The second source of excitement was the prices. Not only do the California cabs compete with the best bordeaux in quality, but some represent bargains that are too good to pass up.

Futures in the wines were offered for the first time. The Bordelais have for years sold their wine in advance of release, for what promises to be significant savings for those willing to speculate. Bordeaux futures created a dynamic based on publicity and good recent vintages, turning many casual wine-drinkers into serious ones by virtue of their investments. Now bordeaux is ridiculously overpriced, with the '85 bordeaux futures beyond the reach of the sane and solvent, and California producers wisely took the advice of MacArthur Liquors' Jim Arseneault, who convinced them to sell futures in their wine. If California is wise enough to keep prices reachable, it could profoundly affect the American market.

The wines will not be available until the fall of '87. By then prices probably will have risen significantly, although there is no guarantee of that. Remember, if you decide to buy, that these prices will probably not pertain to the next batch of California '84 futures to come on the market after this "tranche" (slice) is sold. Then you must decide if they still represent real value.

The 15 wineries represented were Caymus; Diamond Creek (Red Rock Terrace, Gravelly Meadow and Volcanic Hill vineyards); Dunn; Girard; Johnson Turnbull; Laurel Glen; Long; Joseph Phelps (from the Backus and Eisele vineyards, and the Insignia blend); Pine Ridge (Rutherford and Stag's Leap vineyards, and the Andrus Reserve); Lyeth; Ridge (Montebello); Santa Cruz Mountain; Stag's Leap (the regular merlot and cab, and the Cask 23); Steltzner; and William Hill. They were all, in a word, wonderful, with a significant dissimilarity in price.

The best deal was the Laurel Glen, a complicated, long-lasting cabernet with great subtlety of flavor, for only $120 a case. Following closely in bargain terms, at the same price, was the William Hill, a lighter, more approachable wine. The least expensive -- but not the least in quality -- was the Santa Cruz Mountain cabernet, with a big cedary nose and lots of good fruit, at only $99 a case.

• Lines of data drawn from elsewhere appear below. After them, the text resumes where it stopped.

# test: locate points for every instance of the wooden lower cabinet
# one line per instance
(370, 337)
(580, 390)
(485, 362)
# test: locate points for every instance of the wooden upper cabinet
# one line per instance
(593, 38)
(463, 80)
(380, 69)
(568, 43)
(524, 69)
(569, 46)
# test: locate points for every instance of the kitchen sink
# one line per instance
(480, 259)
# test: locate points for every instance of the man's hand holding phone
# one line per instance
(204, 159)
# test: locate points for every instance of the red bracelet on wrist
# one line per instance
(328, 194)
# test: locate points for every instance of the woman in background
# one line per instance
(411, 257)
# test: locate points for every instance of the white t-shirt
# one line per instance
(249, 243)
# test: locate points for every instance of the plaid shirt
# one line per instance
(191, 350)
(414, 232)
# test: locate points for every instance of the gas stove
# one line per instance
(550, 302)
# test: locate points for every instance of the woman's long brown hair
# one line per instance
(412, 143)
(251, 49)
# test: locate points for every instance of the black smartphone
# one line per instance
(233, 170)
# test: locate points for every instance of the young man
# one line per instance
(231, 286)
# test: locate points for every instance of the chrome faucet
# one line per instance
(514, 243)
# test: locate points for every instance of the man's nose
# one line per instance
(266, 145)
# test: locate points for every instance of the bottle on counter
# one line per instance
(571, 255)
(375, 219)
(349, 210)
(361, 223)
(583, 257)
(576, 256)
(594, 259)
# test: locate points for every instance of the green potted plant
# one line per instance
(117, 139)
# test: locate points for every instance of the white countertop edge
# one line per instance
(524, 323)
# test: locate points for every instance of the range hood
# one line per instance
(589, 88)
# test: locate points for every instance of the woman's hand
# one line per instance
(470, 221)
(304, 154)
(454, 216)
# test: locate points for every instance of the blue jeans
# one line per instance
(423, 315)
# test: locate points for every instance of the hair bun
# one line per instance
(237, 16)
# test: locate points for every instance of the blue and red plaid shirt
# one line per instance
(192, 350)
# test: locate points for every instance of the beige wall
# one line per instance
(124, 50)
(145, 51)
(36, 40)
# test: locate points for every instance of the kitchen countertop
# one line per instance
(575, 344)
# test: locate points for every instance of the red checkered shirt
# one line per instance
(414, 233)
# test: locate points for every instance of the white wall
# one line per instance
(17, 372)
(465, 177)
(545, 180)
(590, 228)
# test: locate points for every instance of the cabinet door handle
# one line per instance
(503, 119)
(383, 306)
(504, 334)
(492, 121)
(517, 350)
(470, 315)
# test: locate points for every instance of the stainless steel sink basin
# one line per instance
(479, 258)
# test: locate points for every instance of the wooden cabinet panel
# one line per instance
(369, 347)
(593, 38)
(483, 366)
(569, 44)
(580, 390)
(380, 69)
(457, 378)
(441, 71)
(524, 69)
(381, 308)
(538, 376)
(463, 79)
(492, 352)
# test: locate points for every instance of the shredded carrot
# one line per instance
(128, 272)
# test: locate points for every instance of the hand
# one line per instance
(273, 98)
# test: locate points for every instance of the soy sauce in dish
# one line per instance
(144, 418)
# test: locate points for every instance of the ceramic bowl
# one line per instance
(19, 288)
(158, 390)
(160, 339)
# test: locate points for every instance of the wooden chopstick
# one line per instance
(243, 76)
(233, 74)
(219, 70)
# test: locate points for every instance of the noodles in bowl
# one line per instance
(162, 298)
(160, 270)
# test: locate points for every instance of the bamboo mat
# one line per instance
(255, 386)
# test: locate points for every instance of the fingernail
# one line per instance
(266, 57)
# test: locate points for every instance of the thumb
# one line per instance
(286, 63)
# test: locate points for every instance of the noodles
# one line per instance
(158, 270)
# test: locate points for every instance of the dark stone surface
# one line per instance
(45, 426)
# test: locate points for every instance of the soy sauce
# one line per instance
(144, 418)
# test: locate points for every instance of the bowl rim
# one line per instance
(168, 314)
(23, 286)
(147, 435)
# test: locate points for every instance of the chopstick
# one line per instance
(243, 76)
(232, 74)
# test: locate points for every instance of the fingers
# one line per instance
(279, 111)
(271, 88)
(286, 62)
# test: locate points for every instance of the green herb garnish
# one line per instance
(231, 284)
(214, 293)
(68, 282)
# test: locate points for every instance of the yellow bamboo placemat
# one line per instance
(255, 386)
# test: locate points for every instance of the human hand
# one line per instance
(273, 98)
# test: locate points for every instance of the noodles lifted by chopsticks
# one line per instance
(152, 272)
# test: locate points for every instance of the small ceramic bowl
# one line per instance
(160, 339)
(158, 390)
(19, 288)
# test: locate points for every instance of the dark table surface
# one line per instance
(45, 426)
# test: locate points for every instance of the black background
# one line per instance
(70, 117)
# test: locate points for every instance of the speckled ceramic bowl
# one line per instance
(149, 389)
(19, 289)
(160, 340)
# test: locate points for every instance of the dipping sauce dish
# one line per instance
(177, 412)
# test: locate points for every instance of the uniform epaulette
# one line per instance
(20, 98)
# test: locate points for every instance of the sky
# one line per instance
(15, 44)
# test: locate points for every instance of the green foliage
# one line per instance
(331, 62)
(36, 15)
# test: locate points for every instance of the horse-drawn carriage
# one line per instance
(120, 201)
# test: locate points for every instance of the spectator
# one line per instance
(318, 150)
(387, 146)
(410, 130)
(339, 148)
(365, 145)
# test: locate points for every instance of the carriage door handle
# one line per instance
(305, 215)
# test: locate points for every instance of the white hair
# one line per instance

Prices went as high as $299 per case, but were not necessarily a measure of quality. One of the most impressive wines came from Dunn Vineyards, in Napa, a huge, rollicking cabernet that will last for years but seems to have a concentration of fruit to carry it through. The Dunn costs $180 a case, hardly inexpensive, but a true bargain if you are inclined to spend $400 a case for comparable bordeaux.